On Wednesday, February 6, the ACLU of Southern California announced that it had settled a lawsuit against the city of Glendale and the Glendale Unified School District on behalf of eight Latino students. The suit stemmed from an incident at Hoover High School. The students alleged that on September 24, 2010, acting on the basis of race, Glendale and Los Angeles police officers detained over 50 Latino students at the school, interrogated them about supposed gang affiliations, and forced them to pose for mock mug shots. The ACLU still has claims pending against the Los Angeles Probation and Police Departments for their roles in the detentions.
Legally speaking, police officers must reasonably suspect that the target of their investigation is committing or has committed a crime before they can detain him or her. They cannot rely on a mere hunch that the detainee is up to no good, meaning that race or ethnicity isn't a sufficient basis for a detention.

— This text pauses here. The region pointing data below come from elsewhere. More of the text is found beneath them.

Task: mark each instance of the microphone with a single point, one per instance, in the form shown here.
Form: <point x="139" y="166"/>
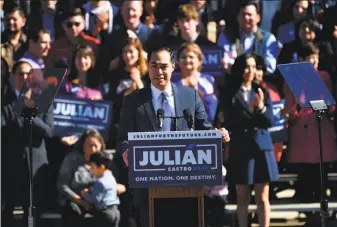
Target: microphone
<point x="188" y="115"/>
<point x="160" y="118"/>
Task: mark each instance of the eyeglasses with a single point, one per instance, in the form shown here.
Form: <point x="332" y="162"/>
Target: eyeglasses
<point x="70" y="24"/>
<point x="24" y="73"/>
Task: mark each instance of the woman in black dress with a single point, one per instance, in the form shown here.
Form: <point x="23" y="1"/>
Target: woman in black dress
<point x="251" y="158"/>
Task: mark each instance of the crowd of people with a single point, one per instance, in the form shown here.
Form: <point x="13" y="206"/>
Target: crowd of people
<point x="106" y="47"/>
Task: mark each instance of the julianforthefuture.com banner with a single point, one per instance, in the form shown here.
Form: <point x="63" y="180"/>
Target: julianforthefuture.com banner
<point x="169" y="159"/>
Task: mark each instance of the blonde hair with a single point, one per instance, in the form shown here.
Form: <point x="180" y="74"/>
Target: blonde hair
<point x="142" y="61"/>
<point x="187" y="11"/>
<point x="7" y="55"/>
<point x="191" y="47"/>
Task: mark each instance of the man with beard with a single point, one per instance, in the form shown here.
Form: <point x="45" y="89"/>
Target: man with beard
<point x="15" y="20"/>
<point x="39" y="46"/>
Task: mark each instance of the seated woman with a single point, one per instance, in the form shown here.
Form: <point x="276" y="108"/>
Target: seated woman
<point x="190" y="61"/>
<point x="75" y="175"/>
<point x="82" y="82"/>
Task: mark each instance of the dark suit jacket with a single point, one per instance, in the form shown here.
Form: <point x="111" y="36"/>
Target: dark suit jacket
<point x="246" y="126"/>
<point x="15" y="137"/>
<point x="138" y="114"/>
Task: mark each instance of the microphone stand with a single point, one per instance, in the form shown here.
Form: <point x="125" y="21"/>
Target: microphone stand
<point x="28" y="114"/>
<point x="319" y="107"/>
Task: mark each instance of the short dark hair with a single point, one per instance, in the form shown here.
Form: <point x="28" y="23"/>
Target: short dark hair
<point x="101" y="158"/>
<point x="16" y="9"/>
<point x="90" y="132"/>
<point x="160" y="49"/>
<point x="78" y="11"/>
<point x="307" y="49"/>
<point x="36" y="35"/>
<point x="17" y="65"/>
<point x="243" y="3"/>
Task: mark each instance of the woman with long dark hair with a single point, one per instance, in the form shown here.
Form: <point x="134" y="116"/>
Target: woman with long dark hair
<point x="251" y="160"/>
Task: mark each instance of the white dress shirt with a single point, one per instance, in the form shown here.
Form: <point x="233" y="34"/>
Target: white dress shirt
<point x="156" y="98"/>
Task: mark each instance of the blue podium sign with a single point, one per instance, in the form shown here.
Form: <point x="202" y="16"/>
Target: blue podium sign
<point x="305" y="83"/>
<point x="73" y="115"/>
<point x="174" y="159"/>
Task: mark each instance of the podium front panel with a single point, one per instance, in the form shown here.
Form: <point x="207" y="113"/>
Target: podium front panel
<point x="175" y="159"/>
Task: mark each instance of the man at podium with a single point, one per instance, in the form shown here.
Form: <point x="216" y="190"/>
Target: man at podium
<point x="139" y="114"/>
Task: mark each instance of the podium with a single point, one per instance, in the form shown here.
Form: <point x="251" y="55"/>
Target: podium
<point x="175" y="166"/>
<point x="310" y="92"/>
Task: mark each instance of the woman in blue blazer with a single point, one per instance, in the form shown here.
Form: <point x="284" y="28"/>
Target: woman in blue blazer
<point x="248" y="115"/>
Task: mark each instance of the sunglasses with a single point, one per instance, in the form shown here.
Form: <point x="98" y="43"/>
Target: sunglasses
<point x="71" y="24"/>
<point x="24" y="73"/>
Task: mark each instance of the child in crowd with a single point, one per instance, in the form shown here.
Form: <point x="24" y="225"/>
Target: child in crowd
<point x="103" y="194"/>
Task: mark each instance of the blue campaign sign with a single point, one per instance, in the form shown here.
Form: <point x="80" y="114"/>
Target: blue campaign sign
<point x="72" y="115"/>
<point x="279" y="131"/>
<point x="172" y="159"/>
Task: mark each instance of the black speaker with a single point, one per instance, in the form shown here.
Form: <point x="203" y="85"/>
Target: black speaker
<point x="317" y="223"/>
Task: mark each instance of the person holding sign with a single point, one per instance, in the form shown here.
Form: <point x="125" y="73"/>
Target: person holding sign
<point x="251" y="160"/>
<point x="303" y="144"/>
<point x="82" y="82"/>
<point x="190" y="62"/>
<point x="139" y="114"/>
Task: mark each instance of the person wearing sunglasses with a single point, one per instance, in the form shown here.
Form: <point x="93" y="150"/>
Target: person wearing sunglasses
<point x="64" y="47"/>
<point x="14" y="151"/>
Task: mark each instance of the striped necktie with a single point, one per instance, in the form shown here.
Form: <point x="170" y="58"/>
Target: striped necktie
<point x="168" y="111"/>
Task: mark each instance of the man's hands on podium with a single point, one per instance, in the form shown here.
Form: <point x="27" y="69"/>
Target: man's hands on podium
<point x="224" y="135"/>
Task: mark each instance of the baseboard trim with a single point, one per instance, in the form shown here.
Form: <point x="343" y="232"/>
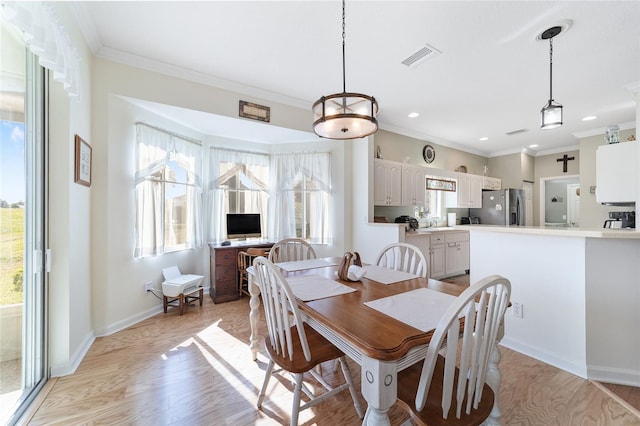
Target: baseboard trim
<point x="563" y="364"/>
<point x="74" y="361"/>
<point x="128" y="322"/>
<point x="617" y="376"/>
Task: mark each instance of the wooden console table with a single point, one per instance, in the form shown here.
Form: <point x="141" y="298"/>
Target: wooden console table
<point x="224" y="268"/>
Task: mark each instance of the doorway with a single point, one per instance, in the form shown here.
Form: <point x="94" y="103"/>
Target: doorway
<point x="555" y="199"/>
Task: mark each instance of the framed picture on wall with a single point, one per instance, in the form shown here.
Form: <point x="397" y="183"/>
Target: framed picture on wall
<point x="82" y="172"/>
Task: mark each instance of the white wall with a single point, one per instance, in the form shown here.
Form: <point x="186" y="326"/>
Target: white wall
<point x="547" y="276"/>
<point x="613" y="297"/>
<point x="118" y="278"/>
<point x="70" y="221"/>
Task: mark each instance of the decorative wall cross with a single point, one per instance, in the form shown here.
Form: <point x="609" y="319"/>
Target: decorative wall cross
<point x="565" y="159"/>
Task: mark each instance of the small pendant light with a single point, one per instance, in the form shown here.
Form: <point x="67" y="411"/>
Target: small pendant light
<point x="551" y="113"/>
<point x="345" y="115"/>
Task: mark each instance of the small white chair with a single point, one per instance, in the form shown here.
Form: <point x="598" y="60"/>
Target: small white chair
<point x="403" y="257"/>
<point x="290" y="249"/>
<point x="427" y="390"/>
<point x="180" y="289"/>
<point x="293" y="345"/>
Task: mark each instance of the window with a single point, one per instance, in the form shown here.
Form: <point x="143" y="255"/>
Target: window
<point x="301" y="197"/>
<point x="168" y="192"/>
<point x="239" y="184"/>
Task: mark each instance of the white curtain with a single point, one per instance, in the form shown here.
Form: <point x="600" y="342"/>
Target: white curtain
<point x="154" y="149"/>
<point x="217" y="201"/>
<point x="47" y="39"/>
<point x="286" y="171"/>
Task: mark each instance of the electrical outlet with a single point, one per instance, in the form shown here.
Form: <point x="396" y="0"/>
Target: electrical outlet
<point x="517" y="309"/>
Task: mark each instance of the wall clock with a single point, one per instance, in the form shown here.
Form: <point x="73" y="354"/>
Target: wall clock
<point x="428" y="153"/>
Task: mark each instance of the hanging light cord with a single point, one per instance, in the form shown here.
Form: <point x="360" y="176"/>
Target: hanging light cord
<point x="344" y="78"/>
<point x="551" y="68"/>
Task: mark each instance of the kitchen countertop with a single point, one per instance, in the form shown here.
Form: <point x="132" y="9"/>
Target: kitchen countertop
<point x="556" y="231"/>
<point x="434" y="229"/>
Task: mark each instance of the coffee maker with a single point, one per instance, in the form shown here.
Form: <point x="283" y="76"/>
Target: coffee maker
<point x="626" y="219"/>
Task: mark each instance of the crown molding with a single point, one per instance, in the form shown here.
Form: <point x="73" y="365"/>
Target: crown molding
<point x="429" y="138"/>
<point x="633" y="88"/>
<point x="198" y="77"/>
<point x="87" y="26"/>
<point x="602" y="130"/>
<point x="558" y="150"/>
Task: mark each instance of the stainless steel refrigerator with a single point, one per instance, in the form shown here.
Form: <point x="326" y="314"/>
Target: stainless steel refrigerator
<point x="504" y="207"/>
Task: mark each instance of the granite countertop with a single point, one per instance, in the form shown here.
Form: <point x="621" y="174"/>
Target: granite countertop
<point x="556" y="231"/>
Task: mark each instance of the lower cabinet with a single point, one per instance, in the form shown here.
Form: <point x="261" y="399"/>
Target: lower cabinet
<point x="457" y="253"/>
<point x="447" y="253"/>
<point x="437" y="260"/>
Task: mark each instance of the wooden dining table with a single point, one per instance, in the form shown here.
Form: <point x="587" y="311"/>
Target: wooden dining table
<point x="380" y="344"/>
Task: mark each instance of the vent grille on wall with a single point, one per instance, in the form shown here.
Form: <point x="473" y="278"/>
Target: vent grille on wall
<point x="418" y="57"/>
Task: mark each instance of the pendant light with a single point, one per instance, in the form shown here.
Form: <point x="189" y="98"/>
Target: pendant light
<point x="345" y="115"/>
<point x="551" y="113"/>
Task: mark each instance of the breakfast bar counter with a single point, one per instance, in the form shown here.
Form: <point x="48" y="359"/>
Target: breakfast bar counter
<point x="577" y="292"/>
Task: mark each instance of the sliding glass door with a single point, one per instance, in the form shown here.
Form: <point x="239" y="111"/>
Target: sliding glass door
<point x="22" y="227"/>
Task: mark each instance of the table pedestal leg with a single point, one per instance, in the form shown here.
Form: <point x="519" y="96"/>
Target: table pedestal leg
<point x="379" y="386"/>
<point x="254" y="316"/>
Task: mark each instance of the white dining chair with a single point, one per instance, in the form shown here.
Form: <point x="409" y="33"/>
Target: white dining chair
<point x="449" y="386"/>
<point x="403" y="257"/>
<point x="290" y="249"/>
<point x="293" y="345"/>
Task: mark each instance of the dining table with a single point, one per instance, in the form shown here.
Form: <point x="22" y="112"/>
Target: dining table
<point x="354" y="320"/>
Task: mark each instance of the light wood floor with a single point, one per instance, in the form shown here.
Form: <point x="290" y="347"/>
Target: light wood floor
<point x="197" y="370"/>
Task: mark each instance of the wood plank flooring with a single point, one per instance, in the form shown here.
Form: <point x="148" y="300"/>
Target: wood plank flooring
<point x="196" y="369"/>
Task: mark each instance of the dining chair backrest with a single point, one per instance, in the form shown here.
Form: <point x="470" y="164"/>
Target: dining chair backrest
<point x="403" y="257"/>
<point x="482" y="307"/>
<point x="280" y="309"/>
<point x="291" y="249"/>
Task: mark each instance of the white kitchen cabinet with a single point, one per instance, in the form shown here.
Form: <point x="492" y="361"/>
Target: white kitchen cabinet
<point x="413" y="185"/>
<point x="469" y="191"/>
<point x="437" y="256"/>
<point x="387" y="183"/>
<point x="423" y="242"/>
<point x="448" y="254"/>
<point x="457" y="253"/>
<point x="617" y="172"/>
<point x="490" y="183"/>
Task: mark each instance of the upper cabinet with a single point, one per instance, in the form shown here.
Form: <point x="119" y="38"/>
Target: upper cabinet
<point x="387" y="183"/>
<point x="617" y="173"/>
<point x="490" y="183"/>
<point x="469" y="192"/>
<point x="413" y="185"/>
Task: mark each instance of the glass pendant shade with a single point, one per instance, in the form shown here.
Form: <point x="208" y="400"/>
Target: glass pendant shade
<point x="345" y="116"/>
<point x="551" y="115"/>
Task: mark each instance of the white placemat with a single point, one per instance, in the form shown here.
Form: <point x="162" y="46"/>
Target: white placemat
<point x="313" y="287"/>
<point x="421" y="308"/>
<point x="301" y="265"/>
<point x="386" y="275"/>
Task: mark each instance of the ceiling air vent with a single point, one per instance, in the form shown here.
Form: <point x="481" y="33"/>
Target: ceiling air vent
<point x="418" y="57"/>
<point x="516" y="132"/>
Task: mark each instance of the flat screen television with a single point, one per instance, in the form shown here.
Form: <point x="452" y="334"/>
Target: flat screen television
<point x="243" y="225"/>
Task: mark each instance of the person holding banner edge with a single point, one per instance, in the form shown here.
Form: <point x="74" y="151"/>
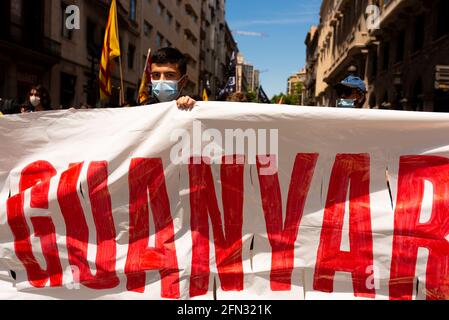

When officers detain and search someone without "reasonable suspicion" anything they turn up as a result of the encounter is, generally speaking, inadmissible in a court of law. But, what happens when their investigation doesn't uncover any criminal behavior? Usually, nothing. That's why the recent ACLU settlement--and its public announcement--are encouraging. The more that victims, attorneys, police departments, and in this instance, school districts acknowledge and address incidents of this nature, the less likely they are to recur. That said, I suspect we still have a long way to go.